Allen Chasey
Eastern U.S. Sales Manager
Dynapar Corp.
Closed-loop feedback can address a host of issues in manufacturing and automation, including throughput, downtime, safety, performance and cost savings. If something’s moving and you need to know that it’s moving, there’s usually some form of feedback there, and it can range from simple to complex.
Feedback is required when tight speed control is needed or if you need position control, or you might need both, which happens in a lot of cases. Where to place the feedback device and what type of device is really dependent upon the application.
1: Reduce downtime. Downtime is bad, there’s just no two ways around it. Nobody’s happy when a machine is not running. Plus, you don’t want to be chasing problem calls all day long for your customers or having to fly out in the middle of the night, to come back to fix a machine that’s down.
If you’re a user of a piece of equipment, you don’t want your plant manager on your case about how you’re losing thousands of dollars every minute because your machine isn’t behaving. Nobody likes to be in that position.
Although the feedback device itself may or may not be the problem, it can alert you when things are going wrong. Losing a few hundred-dollar encoder versus a $10,000 motor or piece of capital equipment is definitely the lesser of two evils. On-board diagnostics that a lot of encoders are implementing these days can help. On some absolute encoders, for example, monitoring temperature or speed can be done internally at the sensor level, which can be reassuring to a design engineer.
2: Improving speed control. Go fast, but make sure it’s a good fast and not a bad fast. What are we talking about with speed control? Well, you can go fast and you can go slow and in many cases going really fast doesn’t necessarily require feedback unless you’re talking about a servo loop, which is critically important because you’re compensating a motor. When you go slow and you don’t want to go slow, feedback becomes really critical. When you go slow, you need resolution.
For instance, an AC motor may be rated for a specific speed which will be on the motor’s nameplate. It can be much faster than what the motor is actually being run at, so you might see on the nameplate a rating for 1800 RPM, according to the speed and torque, but in reality it may be in an application where it’s running at a fraction of that speed. In pumping applications, for example, this can be especially critical. If you’re controlling volume you want to control speed. Extruders, industrial pumps and even small biomedical peristaltic pumps all can benefit from closed-loop feedback. This is true for a variety of different areas, but some other areas where this is a benefit is in mining vehicles which have benefitted from closed loop feedback, improving the vehicle’s performance.

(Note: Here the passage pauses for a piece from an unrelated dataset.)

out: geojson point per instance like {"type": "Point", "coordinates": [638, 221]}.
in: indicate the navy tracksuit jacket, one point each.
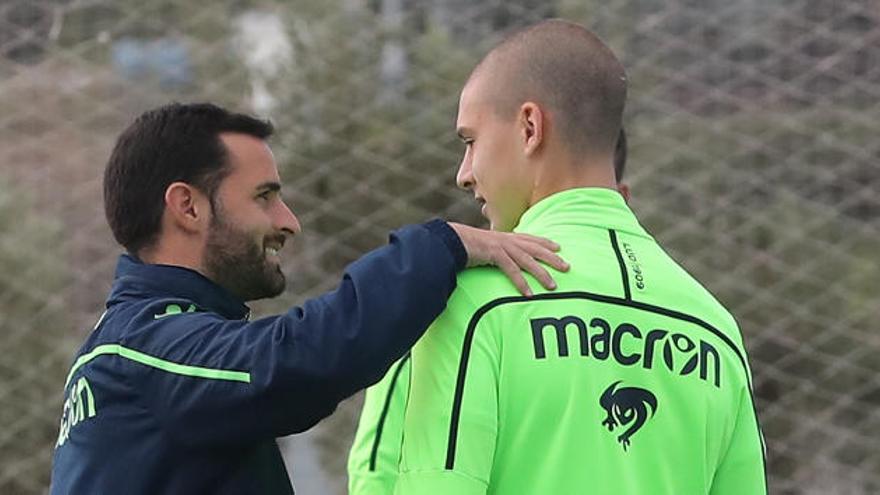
{"type": "Point", "coordinates": [176, 392]}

3: Stopping unsafe motion. Another advancement in closed-loop systems as it relates to the feedback device is safety. This is about how closed loop feedback can help ensure safe performance and protect a machine, the product and the people. There are more and more designers requiring SIL products, where the feedback device itself is rated for safety.
SIL is Safety Integration Level and as the name implies, there are different levels of the approval and there are more and more applications that are requiring SIL. In some cases the overall system requires a SIL rating and in some cases they are needed at the component level as well.
4: Performance. In the end, it’s really all about system performance. To monitor the process and make sure it’s performing optimally, use closed-loop feedback to provide real-time data and a range of positions or speeds.
5: Make your equipment last. All of these points add up to equipment lasting longer. The bottom line is if there is movement in a system, there is going to be wear. We’re not going to cheat physics that easily, but we can use feedback to help us plan for the inevitable.